Regions with significant populations
- Brazil

Languages
- Cariban (Amonap)

= Nahukuá =

The Nahukuá are members of a small, Indigenous ethnic group in the upper Xingu River area of Brazil. Their population was 146, as of 2010, making them the smallest group in the region.

==History==

When the Nahukuá people were first encountered by German explorers in the late 19th century, they were initially grouped with two other tribes living in the region (the Kalapalo and Kuikuro, rather than recognized as their own unique group. Another group of later explorers only mentioned the Nahukuá in passing, speculating about the origins of the Nahukuá people. These explorers, led by a man named Max Schmidt, believed that, because of the Cariban ancestry of the Nahukuá, they were probably immigrants to the region, hailing originally from southwestern Guiana.

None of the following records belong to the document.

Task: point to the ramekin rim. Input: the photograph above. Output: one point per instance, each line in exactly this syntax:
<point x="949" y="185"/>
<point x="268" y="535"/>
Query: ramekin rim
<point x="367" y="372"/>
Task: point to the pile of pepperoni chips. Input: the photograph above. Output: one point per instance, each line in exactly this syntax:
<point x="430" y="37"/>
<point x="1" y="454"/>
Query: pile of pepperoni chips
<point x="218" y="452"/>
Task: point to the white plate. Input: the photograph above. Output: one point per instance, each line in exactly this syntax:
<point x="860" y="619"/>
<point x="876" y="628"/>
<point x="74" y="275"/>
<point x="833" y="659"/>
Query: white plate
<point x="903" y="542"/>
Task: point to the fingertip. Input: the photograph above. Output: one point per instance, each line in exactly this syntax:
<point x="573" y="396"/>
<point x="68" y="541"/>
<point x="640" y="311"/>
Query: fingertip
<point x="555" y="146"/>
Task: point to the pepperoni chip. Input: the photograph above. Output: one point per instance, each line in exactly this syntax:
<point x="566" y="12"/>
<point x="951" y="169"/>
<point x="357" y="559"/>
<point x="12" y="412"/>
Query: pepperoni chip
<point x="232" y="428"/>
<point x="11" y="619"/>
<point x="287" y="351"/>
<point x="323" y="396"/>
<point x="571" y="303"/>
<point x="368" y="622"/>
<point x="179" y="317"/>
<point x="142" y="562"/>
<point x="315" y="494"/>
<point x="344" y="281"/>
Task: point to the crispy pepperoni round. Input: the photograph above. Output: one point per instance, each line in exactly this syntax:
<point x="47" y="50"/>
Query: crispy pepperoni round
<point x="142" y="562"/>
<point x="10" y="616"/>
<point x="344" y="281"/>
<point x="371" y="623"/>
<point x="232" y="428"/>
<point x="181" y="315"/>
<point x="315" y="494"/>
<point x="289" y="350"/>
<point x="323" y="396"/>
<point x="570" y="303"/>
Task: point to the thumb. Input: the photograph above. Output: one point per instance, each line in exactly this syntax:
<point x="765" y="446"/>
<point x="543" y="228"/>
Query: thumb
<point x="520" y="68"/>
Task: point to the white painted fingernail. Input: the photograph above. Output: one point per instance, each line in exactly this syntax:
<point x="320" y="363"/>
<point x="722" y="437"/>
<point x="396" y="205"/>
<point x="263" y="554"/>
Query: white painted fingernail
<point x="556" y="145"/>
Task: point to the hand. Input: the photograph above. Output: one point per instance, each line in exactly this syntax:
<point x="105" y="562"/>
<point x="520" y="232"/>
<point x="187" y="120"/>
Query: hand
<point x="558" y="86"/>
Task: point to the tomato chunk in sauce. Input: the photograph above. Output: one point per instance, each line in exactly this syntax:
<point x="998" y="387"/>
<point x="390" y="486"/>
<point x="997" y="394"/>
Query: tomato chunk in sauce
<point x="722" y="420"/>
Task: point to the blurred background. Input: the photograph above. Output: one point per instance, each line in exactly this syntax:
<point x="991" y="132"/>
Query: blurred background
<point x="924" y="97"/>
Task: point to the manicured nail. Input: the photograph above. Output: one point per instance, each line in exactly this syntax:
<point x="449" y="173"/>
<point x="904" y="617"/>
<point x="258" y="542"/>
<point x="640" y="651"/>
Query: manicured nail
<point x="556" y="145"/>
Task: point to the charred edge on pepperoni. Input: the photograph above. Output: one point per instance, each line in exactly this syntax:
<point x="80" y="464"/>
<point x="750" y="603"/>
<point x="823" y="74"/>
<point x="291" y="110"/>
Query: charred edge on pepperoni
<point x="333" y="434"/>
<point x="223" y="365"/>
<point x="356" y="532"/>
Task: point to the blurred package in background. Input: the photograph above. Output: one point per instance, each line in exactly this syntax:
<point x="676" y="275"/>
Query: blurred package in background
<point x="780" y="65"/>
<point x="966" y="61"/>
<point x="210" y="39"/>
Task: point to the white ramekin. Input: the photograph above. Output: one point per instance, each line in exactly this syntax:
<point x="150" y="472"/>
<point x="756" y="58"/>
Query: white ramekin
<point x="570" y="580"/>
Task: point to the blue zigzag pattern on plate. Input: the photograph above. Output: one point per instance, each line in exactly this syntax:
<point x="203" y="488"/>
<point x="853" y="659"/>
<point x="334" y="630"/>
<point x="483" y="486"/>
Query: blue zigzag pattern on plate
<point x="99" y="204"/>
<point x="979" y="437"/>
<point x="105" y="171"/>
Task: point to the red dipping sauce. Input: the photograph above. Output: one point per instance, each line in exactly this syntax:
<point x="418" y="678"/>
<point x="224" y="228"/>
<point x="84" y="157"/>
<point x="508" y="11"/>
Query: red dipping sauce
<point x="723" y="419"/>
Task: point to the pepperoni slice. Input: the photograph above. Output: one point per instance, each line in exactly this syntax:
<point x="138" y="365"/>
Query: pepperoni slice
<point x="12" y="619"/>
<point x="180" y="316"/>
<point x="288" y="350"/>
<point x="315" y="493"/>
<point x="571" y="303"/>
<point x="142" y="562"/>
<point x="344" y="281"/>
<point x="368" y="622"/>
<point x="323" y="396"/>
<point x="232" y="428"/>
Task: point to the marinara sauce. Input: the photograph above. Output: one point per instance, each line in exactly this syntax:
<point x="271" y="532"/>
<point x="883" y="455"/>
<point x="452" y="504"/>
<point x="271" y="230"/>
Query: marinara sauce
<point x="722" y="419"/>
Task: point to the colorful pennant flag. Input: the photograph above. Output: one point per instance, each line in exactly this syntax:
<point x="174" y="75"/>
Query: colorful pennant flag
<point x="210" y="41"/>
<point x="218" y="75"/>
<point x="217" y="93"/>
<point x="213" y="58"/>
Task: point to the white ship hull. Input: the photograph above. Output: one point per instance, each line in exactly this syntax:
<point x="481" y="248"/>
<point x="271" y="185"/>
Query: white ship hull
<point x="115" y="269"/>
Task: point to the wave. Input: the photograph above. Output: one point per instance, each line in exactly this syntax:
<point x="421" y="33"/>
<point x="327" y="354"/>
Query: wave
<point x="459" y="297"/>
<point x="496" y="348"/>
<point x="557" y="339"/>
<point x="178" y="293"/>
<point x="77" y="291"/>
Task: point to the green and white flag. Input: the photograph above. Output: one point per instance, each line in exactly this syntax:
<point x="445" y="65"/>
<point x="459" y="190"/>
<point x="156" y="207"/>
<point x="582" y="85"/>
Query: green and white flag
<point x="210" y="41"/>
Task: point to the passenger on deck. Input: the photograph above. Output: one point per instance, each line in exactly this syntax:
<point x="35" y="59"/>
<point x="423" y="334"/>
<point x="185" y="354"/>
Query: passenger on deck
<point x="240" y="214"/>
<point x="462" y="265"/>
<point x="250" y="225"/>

Early explorers noted that the Nahukuá had several villages along the Kurisevo and Kuluene rivers. By the 1940s, however, the population of the Nahukuá people had been reduced to only 28. Although the population did rise slightly in the ensuing years, a measles epidemic decimated populations again in the 1950s. By 1954, some believed that the Nahukuá may already have been extinct. At some point after 1948, low Nahukuá populations caused the ethnic group to disband its last existing village at the time. In the 1960s, at the encouragement of the Villas-Bôas brothers, the Nahukuá created a new village to a spot closer to the Kalapalo people. This village was eventually abandoned, due to superstition regarding a murder, which the Nahukuá attributed to sorcery.

In 1977, a new Nahukuá village was set up on the shore of Kuluene river. Nahukuá populations, which had been increasing since the introduction of proper modern healthcare to the upper Xingu River area in the 1960s, continued to increase after the foundation of this new village.